I am using the pysurvival
library to model with the Cox proportional hazard model (CPH). Instead of getting the survival curves, I am interested in getting point predictions. In the library, the function predict_survival
returns an array-like representing the prediction of the survival function which I assume that I can use to get the expected values - but I just cant find the right way.

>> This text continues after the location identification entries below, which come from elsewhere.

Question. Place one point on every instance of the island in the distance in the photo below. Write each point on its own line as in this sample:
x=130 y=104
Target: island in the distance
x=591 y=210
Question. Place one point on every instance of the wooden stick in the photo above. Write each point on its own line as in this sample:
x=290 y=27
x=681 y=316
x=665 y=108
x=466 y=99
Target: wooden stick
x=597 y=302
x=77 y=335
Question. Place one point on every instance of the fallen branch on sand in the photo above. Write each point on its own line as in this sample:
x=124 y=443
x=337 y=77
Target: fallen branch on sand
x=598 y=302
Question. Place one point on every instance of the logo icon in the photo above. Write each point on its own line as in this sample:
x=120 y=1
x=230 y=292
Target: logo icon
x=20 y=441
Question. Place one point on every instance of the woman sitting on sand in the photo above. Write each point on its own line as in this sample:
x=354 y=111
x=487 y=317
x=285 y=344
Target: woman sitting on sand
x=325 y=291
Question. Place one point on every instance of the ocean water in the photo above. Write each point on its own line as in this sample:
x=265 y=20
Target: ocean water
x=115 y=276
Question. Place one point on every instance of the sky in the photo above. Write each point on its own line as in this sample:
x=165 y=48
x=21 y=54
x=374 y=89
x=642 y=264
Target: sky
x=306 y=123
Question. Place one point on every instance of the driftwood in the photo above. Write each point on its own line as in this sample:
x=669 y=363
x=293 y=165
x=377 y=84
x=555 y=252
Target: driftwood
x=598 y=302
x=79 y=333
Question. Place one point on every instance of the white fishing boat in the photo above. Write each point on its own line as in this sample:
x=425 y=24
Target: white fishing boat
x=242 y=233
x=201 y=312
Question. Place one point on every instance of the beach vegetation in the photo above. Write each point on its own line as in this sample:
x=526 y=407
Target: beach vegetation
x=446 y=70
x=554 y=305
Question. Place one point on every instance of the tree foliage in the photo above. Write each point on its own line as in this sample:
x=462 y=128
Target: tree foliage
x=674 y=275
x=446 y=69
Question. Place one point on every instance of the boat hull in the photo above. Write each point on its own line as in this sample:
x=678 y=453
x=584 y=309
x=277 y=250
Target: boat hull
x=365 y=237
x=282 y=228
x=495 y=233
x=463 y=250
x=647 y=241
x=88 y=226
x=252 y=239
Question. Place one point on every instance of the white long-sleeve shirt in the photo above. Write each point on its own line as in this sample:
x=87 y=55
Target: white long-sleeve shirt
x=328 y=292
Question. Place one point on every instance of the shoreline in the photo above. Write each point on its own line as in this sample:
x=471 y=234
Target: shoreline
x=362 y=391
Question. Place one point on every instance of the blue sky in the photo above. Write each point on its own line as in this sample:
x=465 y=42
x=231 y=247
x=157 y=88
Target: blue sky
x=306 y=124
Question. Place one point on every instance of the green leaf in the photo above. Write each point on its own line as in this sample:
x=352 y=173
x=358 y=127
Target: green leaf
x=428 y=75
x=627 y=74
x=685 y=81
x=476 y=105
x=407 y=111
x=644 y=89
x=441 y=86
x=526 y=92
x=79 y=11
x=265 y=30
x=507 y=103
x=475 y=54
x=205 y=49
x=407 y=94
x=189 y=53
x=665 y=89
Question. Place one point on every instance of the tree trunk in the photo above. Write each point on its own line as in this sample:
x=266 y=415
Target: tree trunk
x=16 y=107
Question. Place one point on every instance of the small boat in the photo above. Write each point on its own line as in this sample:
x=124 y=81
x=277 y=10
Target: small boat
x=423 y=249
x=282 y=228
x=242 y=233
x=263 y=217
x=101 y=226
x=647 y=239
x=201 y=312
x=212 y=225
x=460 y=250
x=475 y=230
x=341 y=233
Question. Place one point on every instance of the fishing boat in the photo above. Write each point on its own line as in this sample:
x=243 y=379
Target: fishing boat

Below I've attached a dummy example.
# Initializing the simulation model
sim = SimulationModel( survival_distribution = 'log-logistic',
risk_type = 'linear',
censored_parameter = 10.1,
alpha = 0.1, beta=3.2 )
# Generating N random samples
N = 200
dataset = sim.generate_data(num_samples = N, num_features = 4)
# Defining the features
features = sim.features
# Creating the X, T and E input
X, T, E = dataset[features], dataset['time'].values, dataset['event'].values
# Building the model
coxph = CoxPHModel()
coxph.fit(X,T,E, lr=0.5, l2_reg=1e-2, init_method='zeros')
When applying the function:
coxph.predict_survival(x=X)
It returns an array of arrays with the shape (200, 87)
- why does it give exactly 87 values for every observation?
As far as I understand I should be able to get the expected value by taking the integral below the curve of the survival curve.
To do this I need to calculate the area under the curve which I think can be done using trapz
in the numpy
library, but I need to know how the spacing between the points are done.